Cosine similarity of two vectors = cosine of the angle between the vectors
Cosine = dot product of the vectors / product of their lengths
Dot product = sum of the products of the two values, in each dimension
Length = square root of the dot product of the vector by itself
Example: see code example

Polysemy

Question: The text indicates the criteria for evaluating word embeddings, requiring the closest word to be considered a correct response. How should we determine which meaning of a polysemous word (i.e., a word with more than one meaning) is more appropriate to consider as the closest answer?
Answer
- Static word embeddings (as in the Mikolov paper) do not consider the polysemy of a word other than representing an average of all its meanings.
- Only contextual word embeddings can represent the different meanings of a word form in differing contexts.

Alternative models

Question: Quote from Mikolov et al.: “We decided to explore simpler models that might not be able to represent the data as precisely as neural networks, but can possibly be trained on much more data efficiently.” Does the author mean that his models cannot be regarded as a NN and if so why not?
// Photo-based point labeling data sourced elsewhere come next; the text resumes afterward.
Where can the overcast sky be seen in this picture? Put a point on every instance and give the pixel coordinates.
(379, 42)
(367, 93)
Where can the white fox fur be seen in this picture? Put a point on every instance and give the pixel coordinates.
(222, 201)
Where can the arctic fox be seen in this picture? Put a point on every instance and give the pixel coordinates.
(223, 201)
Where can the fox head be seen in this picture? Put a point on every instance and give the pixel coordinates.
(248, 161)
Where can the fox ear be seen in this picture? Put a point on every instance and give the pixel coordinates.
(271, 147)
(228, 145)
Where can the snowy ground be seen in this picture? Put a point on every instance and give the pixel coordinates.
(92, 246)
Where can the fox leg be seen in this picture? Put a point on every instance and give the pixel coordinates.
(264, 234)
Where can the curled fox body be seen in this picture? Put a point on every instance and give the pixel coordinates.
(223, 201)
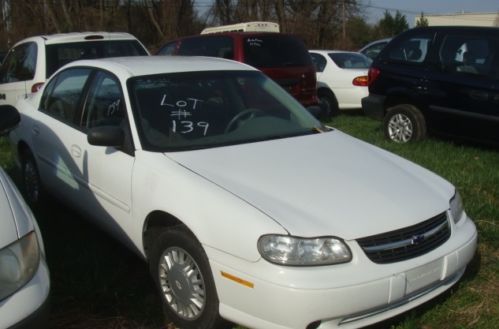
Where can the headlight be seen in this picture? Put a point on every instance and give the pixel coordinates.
(18, 263)
(456, 207)
(295, 251)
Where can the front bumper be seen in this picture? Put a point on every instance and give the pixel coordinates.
(348, 295)
(373, 106)
(28, 307)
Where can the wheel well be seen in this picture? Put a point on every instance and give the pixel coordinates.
(399, 99)
(155, 222)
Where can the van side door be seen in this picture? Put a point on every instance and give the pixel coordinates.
(465, 86)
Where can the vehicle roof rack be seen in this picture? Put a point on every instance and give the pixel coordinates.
(257, 26)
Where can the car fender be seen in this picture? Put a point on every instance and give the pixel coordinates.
(161, 184)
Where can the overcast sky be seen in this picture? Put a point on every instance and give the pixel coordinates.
(374, 9)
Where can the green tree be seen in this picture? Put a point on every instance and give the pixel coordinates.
(390, 26)
(422, 21)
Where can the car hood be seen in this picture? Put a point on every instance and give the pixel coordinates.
(324, 184)
(14, 219)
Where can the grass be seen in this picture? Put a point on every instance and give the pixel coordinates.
(97, 283)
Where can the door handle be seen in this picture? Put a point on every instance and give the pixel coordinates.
(75, 151)
(479, 95)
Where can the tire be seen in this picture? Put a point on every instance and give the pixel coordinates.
(404, 123)
(328, 103)
(31, 182)
(182, 274)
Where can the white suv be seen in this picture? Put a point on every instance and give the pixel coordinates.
(31, 61)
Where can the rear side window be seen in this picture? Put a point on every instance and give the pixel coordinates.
(350, 60)
(319, 62)
(20, 64)
(62, 96)
(411, 50)
(275, 50)
(472, 54)
(63, 53)
(213, 46)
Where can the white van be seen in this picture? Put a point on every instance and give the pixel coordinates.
(31, 61)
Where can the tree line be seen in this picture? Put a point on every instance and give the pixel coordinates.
(328, 24)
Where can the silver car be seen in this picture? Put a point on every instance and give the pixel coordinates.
(24, 275)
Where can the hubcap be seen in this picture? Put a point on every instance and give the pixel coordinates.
(400, 128)
(31, 182)
(182, 283)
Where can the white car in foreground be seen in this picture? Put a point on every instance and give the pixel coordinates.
(24, 276)
(341, 78)
(244, 205)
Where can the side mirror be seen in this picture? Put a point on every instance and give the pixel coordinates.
(316, 111)
(106, 136)
(9, 119)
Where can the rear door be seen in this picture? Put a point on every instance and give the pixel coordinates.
(17, 72)
(465, 86)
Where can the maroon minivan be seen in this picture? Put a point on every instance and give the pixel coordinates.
(282, 57)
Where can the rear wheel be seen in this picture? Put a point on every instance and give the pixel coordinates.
(182, 274)
(328, 103)
(404, 123)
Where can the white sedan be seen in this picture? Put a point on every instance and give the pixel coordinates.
(24, 276)
(245, 207)
(341, 79)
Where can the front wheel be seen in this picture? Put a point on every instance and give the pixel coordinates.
(182, 274)
(404, 123)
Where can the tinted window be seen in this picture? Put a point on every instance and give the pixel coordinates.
(62, 96)
(318, 61)
(60, 54)
(20, 64)
(411, 50)
(104, 105)
(213, 46)
(470, 54)
(184, 111)
(275, 50)
(350, 60)
(375, 49)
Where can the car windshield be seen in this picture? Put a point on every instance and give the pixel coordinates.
(275, 50)
(196, 110)
(63, 53)
(351, 60)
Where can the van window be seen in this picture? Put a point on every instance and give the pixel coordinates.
(63, 53)
(319, 62)
(411, 50)
(469, 54)
(213, 46)
(275, 50)
(20, 64)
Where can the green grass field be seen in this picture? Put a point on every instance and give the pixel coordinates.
(97, 283)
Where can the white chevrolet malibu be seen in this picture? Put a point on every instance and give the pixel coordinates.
(245, 207)
(24, 276)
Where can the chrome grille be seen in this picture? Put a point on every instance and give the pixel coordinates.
(407, 243)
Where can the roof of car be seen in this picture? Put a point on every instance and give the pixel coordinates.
(80, 36)
(148, 65)
(326, 51)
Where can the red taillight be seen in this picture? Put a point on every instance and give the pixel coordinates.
(37, 86)
(361, 81)
(373, 74)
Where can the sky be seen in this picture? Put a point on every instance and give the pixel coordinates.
(374, 9)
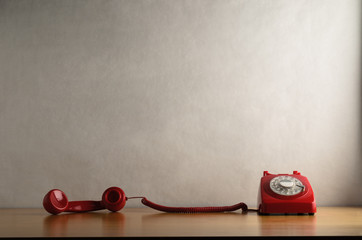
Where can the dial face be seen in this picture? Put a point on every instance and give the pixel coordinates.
(286, 185)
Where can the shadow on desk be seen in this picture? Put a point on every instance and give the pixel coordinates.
(73, 223)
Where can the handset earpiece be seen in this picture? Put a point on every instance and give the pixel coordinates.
(55, 202)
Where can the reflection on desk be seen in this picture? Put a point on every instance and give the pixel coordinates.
(140, 222)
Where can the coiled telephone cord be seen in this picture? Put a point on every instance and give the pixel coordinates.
(167, 209)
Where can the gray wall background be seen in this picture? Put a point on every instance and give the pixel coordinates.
(185, 102)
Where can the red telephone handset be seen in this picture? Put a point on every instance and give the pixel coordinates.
(286, 194)
(280, 194)
(55, 202)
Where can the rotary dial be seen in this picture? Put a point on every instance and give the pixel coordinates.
(286, 185)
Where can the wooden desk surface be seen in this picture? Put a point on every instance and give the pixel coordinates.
(138, 222)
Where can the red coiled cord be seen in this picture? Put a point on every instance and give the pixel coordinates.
(158, 207)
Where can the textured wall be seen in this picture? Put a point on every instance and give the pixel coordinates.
(185, 102)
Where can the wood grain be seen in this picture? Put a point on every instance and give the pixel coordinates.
(329, 221)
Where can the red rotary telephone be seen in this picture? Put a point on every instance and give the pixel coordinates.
(278, 194)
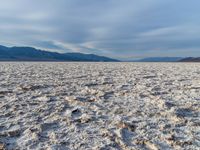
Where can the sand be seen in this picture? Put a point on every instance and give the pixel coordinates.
(103, 106)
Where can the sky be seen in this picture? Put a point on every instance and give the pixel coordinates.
(123, 29)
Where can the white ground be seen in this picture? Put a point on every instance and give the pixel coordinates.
(99, 106)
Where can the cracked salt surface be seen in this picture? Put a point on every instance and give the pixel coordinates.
(99, 106)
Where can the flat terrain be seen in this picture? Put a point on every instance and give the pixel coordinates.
(99, 106)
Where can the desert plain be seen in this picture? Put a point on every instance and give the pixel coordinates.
(99, 106)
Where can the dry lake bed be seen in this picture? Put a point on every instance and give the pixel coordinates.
(99, 106)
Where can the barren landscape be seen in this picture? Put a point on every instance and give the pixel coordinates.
(101, 106)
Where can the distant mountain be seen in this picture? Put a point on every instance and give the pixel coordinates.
(32, 54)
(160, 59)
(190, 59)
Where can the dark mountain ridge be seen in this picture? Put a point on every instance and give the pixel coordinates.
(32, 54)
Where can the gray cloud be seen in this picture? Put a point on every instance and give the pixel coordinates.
(120, 29)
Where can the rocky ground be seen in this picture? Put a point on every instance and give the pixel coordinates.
(99, 106)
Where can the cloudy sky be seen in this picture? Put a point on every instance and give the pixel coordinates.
(123, 29)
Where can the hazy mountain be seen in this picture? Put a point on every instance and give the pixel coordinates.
(160, 59)
(190, 59)
(32, 54)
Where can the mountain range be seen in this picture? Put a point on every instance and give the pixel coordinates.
(32, 54)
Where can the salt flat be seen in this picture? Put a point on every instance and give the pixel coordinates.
(99, 105)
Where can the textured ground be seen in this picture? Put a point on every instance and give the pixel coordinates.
(99, 106)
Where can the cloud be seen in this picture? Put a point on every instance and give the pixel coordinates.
(113, 28)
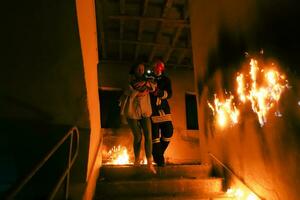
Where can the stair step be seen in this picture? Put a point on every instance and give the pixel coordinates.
(158, 187)
(211, 196)
(127, 172)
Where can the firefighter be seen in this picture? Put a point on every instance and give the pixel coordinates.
(162, 127)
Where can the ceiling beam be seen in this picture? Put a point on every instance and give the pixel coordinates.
(140, 29)
(122, 11)
(185, 15)
(148, 44)
(170, 22)
(175, 65)
(167, 6)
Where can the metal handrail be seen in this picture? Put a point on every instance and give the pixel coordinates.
(66, 174)
(234, 174)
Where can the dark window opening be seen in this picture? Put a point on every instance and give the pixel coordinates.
(109, 108)
(191, 112)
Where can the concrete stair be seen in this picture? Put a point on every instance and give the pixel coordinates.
(124, 182)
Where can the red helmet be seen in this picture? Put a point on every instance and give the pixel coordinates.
(159, 66)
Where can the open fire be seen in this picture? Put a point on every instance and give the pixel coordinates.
(262, 87)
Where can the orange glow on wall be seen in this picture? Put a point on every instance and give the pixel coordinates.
(262, 87)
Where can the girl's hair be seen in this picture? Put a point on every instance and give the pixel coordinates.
(134, 67)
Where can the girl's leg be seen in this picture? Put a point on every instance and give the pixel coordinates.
(146, 125)
(137, 139)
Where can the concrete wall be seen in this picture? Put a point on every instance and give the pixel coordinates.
(45, 82)
(116, 76)
(264, 158)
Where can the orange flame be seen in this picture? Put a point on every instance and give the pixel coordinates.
(262, 88)
(238, 193)
(118, 156)
(225, 111)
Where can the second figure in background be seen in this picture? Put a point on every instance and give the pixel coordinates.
(136, 106)
(162, 127)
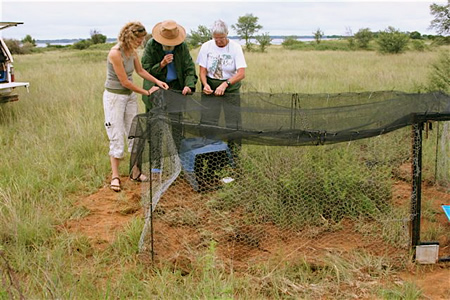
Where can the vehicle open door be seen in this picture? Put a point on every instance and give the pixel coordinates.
(7, 78)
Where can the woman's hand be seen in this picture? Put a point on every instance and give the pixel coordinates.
(168, 58)
(186, 90)
(162, 84)
(153, 89)
(207, 89)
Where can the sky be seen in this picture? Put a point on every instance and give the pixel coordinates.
(63, 19)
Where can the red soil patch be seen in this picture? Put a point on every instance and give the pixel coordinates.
(175, 236)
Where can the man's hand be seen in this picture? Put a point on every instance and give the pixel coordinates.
(207, 90)
(187, 90)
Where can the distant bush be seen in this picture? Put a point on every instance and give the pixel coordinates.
(418, 45)
(291, 41)
(363, 38)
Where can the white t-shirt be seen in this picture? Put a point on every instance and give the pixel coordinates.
(221, 63)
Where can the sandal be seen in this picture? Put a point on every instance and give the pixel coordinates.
(115, 187)
(140, 178)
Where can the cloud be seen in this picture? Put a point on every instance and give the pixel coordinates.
(75, 19)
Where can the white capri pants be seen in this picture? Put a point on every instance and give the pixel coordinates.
(119, 113)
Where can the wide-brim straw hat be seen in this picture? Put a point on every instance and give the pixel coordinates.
(169, 33)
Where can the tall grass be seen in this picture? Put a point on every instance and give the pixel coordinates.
(54, 149)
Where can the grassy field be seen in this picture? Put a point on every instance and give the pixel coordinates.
(54, 150)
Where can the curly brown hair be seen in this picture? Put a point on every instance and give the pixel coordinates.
(129, 34)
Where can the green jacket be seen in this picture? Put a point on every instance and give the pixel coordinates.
(184, 65)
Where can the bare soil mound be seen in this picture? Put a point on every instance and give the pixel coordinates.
(109, 213)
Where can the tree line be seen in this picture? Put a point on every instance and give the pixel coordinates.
(390, 40)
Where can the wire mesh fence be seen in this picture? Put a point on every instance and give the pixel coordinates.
(257, 201)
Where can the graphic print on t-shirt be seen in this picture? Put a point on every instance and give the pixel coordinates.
(218, 62)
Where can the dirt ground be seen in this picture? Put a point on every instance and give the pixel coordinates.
(109, 213)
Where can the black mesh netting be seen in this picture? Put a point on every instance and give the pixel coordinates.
(249, 197)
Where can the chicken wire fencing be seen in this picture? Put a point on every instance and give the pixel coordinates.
(280, 176)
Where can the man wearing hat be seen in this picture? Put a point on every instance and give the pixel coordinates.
(166, 56)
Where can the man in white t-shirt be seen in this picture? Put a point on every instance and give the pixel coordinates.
(222, 67)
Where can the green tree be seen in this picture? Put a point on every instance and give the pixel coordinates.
(439, 77)
(246, 27)
(441, 21)
(97, 37)
(199, 36)
(392, 40)
(363, 38)
(263, 41)
(29, 39)
(318, 35)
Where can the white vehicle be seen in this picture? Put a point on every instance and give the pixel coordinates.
(7, 80)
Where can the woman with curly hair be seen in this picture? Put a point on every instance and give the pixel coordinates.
(120, 99)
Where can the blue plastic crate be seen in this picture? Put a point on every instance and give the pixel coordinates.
(192, 149)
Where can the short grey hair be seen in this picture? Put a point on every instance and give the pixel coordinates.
(219, 27)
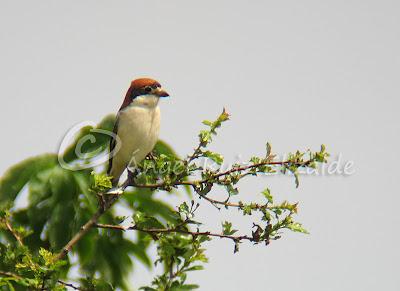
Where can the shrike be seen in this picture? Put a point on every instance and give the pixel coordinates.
(137, 126)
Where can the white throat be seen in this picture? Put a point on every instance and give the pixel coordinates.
(145, 101)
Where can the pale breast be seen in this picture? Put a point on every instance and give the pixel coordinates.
(138, 130)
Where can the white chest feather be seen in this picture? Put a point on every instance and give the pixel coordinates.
(138, 129)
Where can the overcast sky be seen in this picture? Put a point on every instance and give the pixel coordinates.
(294, 73)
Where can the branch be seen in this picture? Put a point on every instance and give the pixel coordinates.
(155, 231)
(106, 205)
(195, 183)
(69, 285)
(9, 274)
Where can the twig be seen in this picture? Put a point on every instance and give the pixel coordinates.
(173, 230)
(12, 231)
(88, 225)
(9, 274)
(218, 175)
(69, 285)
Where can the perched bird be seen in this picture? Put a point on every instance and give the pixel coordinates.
(137, 126)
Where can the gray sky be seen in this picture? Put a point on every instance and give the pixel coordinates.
(295, 73)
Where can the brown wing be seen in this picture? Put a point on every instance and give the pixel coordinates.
(113, 142)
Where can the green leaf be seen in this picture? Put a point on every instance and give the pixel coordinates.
(267, 194)
(227, 228)
(101, 140)
(216, 157)
(16, 177)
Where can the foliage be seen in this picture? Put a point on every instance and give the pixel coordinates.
(71, 213)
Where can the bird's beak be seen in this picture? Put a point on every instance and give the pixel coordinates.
(161, 93)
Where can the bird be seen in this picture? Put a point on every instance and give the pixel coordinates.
(137, 126)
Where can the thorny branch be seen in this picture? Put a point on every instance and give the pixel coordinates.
(155, 231)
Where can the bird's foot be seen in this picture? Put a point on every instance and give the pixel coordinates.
(132, 176)
(151, 156)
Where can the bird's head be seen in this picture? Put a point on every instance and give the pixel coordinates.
(145, 92)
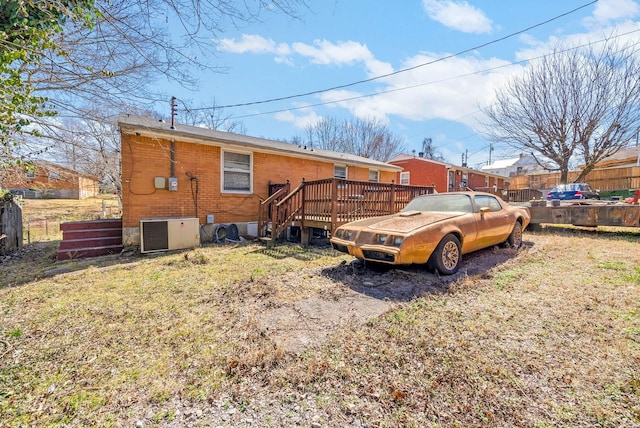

What are the models then?
Answer
- The difference is the depth of the network;
- The classic word2vec models are “shallow” neural networks with only one hidden layer

Data models for text beyond BOW

Question : Are there any established models, besides e.g. BOW, that reseachers use now or try to outperform?
Answer
- BoW is a text-level representation: text as words with their frequencies
- A useful alternative model to BoW would be n-gram models
- word2vec is a word-level representation: each word as a vector
- So BoW and word2vec can be combined
- That’s what happens in sent2vec or doc2vec models: some way to aggregate (“summarize”) the word vectors into a vector representing the sentence or document

Accuracy level of best models today

Question: What is the accuracy of the “best” model today and what did the implementer(s) do different in regards to word representation?
Answer:
- ChatGPT4 is certainly a contender for a strong model
- How? More data, more parameters, more training time, more feedback used
- Multimodal model (text and image)
- Accuracy is task-dependent

Practical part

Very quick introduction to Gensim
Demo of the Gensim code to
1. prepare a corpus
2. train a model
3. inspect a model
4. query a model
Try it out with another corpus and/or other settings
1. Corpus: Gutenberg¹, Doyle², etc.
2. Minimum word frequency
3. Dimensionality

Session 5 (27. Nov. 2023):
The “attention” mechanism

Overview

Key insights and questions about the “Attention” paper
An introduction to performing DH tasks with ChatGPT

Key insights

The key innovations are the positional encoding and the “self-attention mechanism”, which allow to model long-distance dependencies.
The clever integration of these multi-head attention mechanisms in the Transformer facilitates effective information interaction between the encoder and decoder, as well as within each layer of the model. This enables the model to capture intricate relationships in the input sequence and generate corresponding output sequences.
The innovation primarily aims at more efficient computation; here, enabling parallelization and hence faster training. Performance improves significantly as well. (CS)
There is relatively little theoretical justification, but they appear to have tried a lot of architectures; see contributor note: “Niki designed, implemented, tuned and evaluated countless model variants […].” (CS)
Historical hardware: They trained the models on “one machine with 8 NVIDIA P100 GPUs” for 12 hours (small model) to 3.5 days (large model). On launch in 2016, that machine would have cost about 50.000 USD. A P100 (~5000 USD) was able to do 9.4 TFLOPs, compared to a current RTX 4090 (~2000 EUR) which can do 82 TFLOPs (flops = floating point operations per second; T = tera = 10^12). (CS)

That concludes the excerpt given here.